You might be wanting to say “From 20:01AM to 11:59AM is morning, since it is all AM.” And that we do say “1 in the morning, 3 in the morning” and so on. At first glance that might seem like an easy, simple, clean win. But it is not. No it is not.
Because if we declare all AM to be morning then we would need to declare all PM as night. But we don’t call 2pm “2 at night” we call it “2 in the afternoon.” So if AM and PM aren’t strict day/night designations (since PM is used for afternoon and evening (and we can say evening and night are the same sure)) then you can not declare 1AM to be morning just because we say “1 in the morning.”
So then what is morning?
Let’s look at the other end and work backwards.
1 in the afternoon makes sense. And that hold a for a few hours. But it tends to be 5 in the evening, but maybe afternoon and certainly 6 in the evening, never 6 in the afternoon.
Given the boarder seems to be “5ish, but before 6” we can easily declare evening to begin at 5.
4 in the afternoon.
5 in the evening.
It works.
But if we flip it… well we don’t have a term for “the time before morning” that is widely used. And “4 at night” doesn’t ring right, strangely. But we can apply the same logic:
4AM is still night, regardless of common nomenclature we’ve already discussed doesn’t match reality.
6AM is very much 6 in the morning.
5AM is 5 in the morning and is, again, the barrier close enough to call it the winner.

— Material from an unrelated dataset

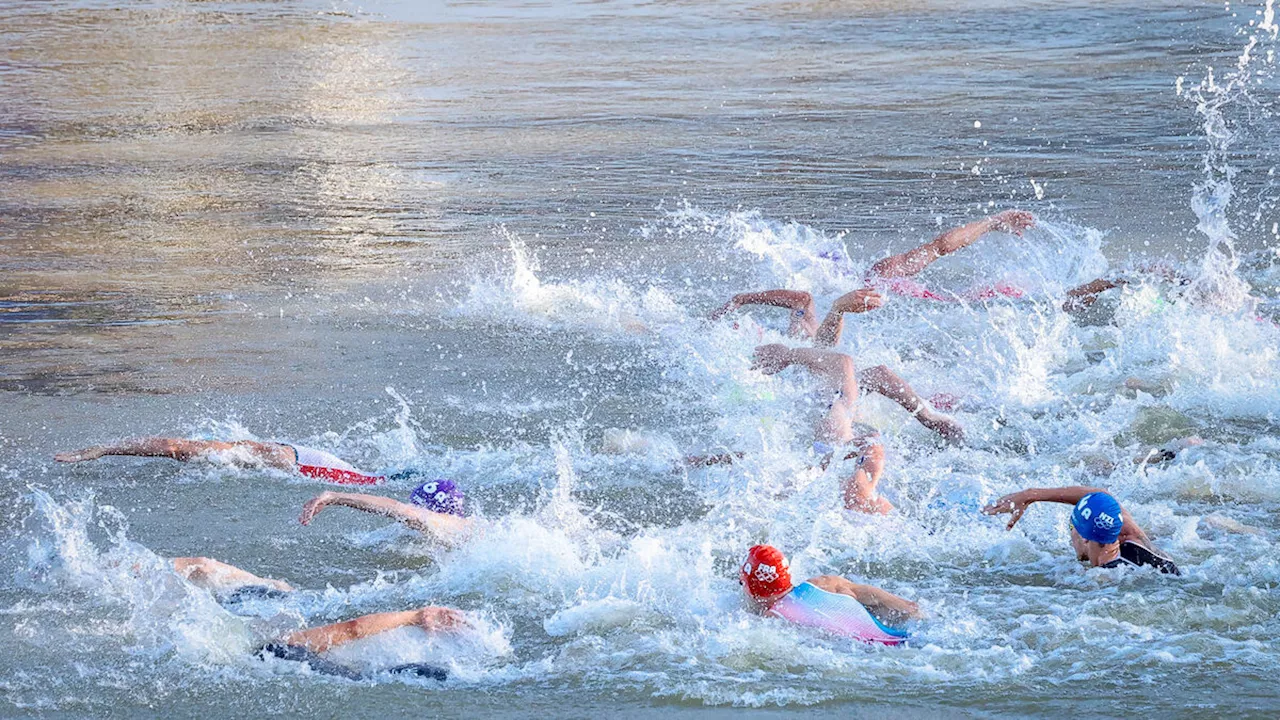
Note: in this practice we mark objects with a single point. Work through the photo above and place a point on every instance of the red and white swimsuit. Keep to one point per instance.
(325, 466)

So Morning runs from 5AM to 12PM (11:59, you know how these seeming overlaps work)
Afternoon runs from 12PM to 5PM
Evening/night runs from 5PM to 5AM because we don’t have a 4th name for that weird slice of late night/pre-morning.
I would like to, however, suggest Afternight as a new term for 12AM to 5AM. To match Afternoon.
Regardless we have come to a final, definitive, answer:
5AM is the start of the morning and 5PM is the start of the evening/night.